Jimmy started to say something else. Something that seemed like it might have been important. Then he bit his tongue. Before Dempster could ask what was getting him Jimmy motioned over to the side. To the stairway. The stairway up to the computers.

There was a shadow. Dempster motioned for Jimmy to get behind the front desk then moved over to the side of the stairway.

Came the sound of descending footsteps. A woman cleared her throat. Did Gardner know she was up there? Maybe she'd been there for hours. It didn't matter now because a woman was coming down the stairs.

She was middle-aged. She had blue pants and a blue shirt and her hair was brown and she was studying a small stack of papers in her hands. She looked up to tell the people behind the front desk goodnight and saw Jimmy pointing a gun at her. No one needed to tell her to freeze.

"Get behind the desk," Dempster said, surprising her because she hadn't yet known there was more than one. She joined Jimmy, Dempster following. "Lie down on your face and keep your head down. Don't try to see what's going on."

Overcome with shock, overwhelmed by a situation she didn't really comprehend, she didn't react, just did as she was told.

"What's your name?"

"Marie."

"Is there anyone else up there, Marie? Anyone else up there at the computers?"

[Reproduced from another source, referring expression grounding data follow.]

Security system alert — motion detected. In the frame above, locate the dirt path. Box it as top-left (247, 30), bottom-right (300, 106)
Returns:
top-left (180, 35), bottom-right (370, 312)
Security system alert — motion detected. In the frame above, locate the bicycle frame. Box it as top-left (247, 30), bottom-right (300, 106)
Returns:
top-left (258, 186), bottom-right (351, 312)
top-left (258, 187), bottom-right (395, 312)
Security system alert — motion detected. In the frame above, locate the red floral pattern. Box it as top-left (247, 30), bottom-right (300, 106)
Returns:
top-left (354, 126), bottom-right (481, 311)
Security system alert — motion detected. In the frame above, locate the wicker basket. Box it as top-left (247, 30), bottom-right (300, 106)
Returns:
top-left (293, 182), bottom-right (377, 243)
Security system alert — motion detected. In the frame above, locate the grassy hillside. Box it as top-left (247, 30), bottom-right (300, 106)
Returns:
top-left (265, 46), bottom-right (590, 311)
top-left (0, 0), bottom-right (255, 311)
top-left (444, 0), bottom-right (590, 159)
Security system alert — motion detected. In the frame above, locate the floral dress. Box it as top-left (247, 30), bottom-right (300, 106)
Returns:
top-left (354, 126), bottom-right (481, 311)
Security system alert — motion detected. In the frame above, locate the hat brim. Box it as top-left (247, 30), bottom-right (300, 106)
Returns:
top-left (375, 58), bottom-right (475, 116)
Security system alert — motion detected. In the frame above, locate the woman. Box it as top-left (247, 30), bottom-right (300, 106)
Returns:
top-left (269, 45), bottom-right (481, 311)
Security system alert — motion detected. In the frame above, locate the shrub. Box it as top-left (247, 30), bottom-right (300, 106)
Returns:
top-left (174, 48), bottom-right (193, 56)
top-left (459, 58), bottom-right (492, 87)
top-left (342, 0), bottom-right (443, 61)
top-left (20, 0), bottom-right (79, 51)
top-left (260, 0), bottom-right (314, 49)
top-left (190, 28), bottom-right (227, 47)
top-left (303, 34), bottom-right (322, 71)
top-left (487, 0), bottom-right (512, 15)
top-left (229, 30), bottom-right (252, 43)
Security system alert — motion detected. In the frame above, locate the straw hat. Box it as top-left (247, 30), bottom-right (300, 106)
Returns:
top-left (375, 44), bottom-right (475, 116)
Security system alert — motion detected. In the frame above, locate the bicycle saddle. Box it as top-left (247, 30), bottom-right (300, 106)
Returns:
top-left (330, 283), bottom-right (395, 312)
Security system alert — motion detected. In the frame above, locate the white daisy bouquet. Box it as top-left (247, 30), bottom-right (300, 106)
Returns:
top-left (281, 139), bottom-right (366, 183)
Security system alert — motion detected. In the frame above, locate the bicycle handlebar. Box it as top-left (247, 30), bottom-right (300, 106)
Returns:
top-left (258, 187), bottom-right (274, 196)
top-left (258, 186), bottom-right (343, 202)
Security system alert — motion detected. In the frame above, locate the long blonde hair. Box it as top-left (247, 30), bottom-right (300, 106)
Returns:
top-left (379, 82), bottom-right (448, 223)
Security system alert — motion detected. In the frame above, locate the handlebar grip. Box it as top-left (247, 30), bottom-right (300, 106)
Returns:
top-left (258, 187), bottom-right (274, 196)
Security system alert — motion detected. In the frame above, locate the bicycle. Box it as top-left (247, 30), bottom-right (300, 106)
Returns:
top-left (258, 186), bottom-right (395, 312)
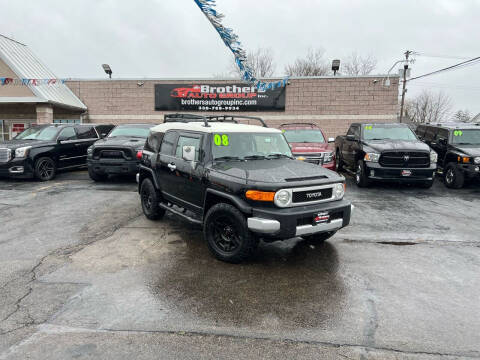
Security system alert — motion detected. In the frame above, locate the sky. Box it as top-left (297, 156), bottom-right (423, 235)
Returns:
top-left (0, 0), bottom-right (480, 114)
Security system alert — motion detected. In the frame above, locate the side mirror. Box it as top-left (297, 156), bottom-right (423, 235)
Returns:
top-left (182, 145), bottom-right (195, 161)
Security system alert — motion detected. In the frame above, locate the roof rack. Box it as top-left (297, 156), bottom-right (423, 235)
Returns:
top-left (163, 113), bottom-right (268, 127)
top-left (280, 123), bottom-right (318, 127)
top-left (207, 115), bottom-right (268, 127)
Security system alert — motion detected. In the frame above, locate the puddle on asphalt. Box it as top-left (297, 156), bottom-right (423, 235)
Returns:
top-left (149, 222), bottom-right (347, 329)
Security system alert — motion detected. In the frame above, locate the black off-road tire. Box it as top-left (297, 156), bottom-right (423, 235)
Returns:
top-left (335, 149), bottom-right (343, 172)
top-left (140, 178), bottom-right (165, 220)
top-left (355, 160), bottom-right (370, 187)
top-left (34, 156), bottom-right (57, 181)
top-left (302, 230), bottom-right (337, 244)
top-left (88, 167), bottom-right (108, 181)
top-left (203, 203), bottom-right (258, 263)
top-left (444, 163), bottom-right (465, 189)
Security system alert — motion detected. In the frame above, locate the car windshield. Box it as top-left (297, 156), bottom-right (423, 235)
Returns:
top-left (452, 129), bottom-right (480, 145)
top-left (282, 129), bottom-right (325, 143)
top-left (15, 126), bottom-right (58, 140)
top-left (108, 126), bottom-right (150, 138)
top-left (363, 125), bottom-right (417, 141)
top-left (212, 133), bottom-right (292, 160)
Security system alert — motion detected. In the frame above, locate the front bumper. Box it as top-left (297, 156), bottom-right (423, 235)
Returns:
top-left (87, 159), bottom-right (140, 175)
top-left (365, 162), bottom-right (437, 182)
top-left (0, 158), bottom-right (34, 179)
top-left (247, 200), bottom-right (353, 240)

"Yes," Marie said. "There are a couple of people."

"Are you sure? I don't believe you."

"There is. One of them is a cop."

"You're very funny, Marie," Jimmy told her.

"What's funny about it?"

"It's funny because you don't quite understand the situation you're dealing with."

"I know that I'm lying face down behind the front desk of a hotel and I have two guns pointed at my back."

"But you also want to take a chance and see if we'll run off if we think there are others up there," Dempster told her. "We're already outnumbered and haven't had a problem yet. No one's been hurt so far but that could change. It could change very quickly, Marie." He paused here to let the information settle in her mind. "Now, is there anyone else up there?"

She sighed. It was a frightened sigh. "No."

"You sure?"

"Yes, I'm sure. I'm just afraid."

"Don't be afraid, Marie. This will all be over soon and you can go back to your room. Just lie there and keep still. Can you do that, Marie?"

"Yes, I—I think so."

"Good." Dempster rose and moved swiftly over to the back room and looked in. Other than some papers, the safe was now empty. Evan had his gun on Gardner, who was tying up Justin and Andy's feet with their belts. Their hands were cuffed behind them. Justin was shaking a little less now. Clark had begun work on the safe deposit boxes.

"How's it going in here?"

"Just peachy," Evan said.

He heard Jimmy and Marie talking behind him. He turned back and looked at them. Then from the back room he heard Evan tell Gardner to stand there and not move. His attention flickered briefly, but he kept it on Jimmy and Marie.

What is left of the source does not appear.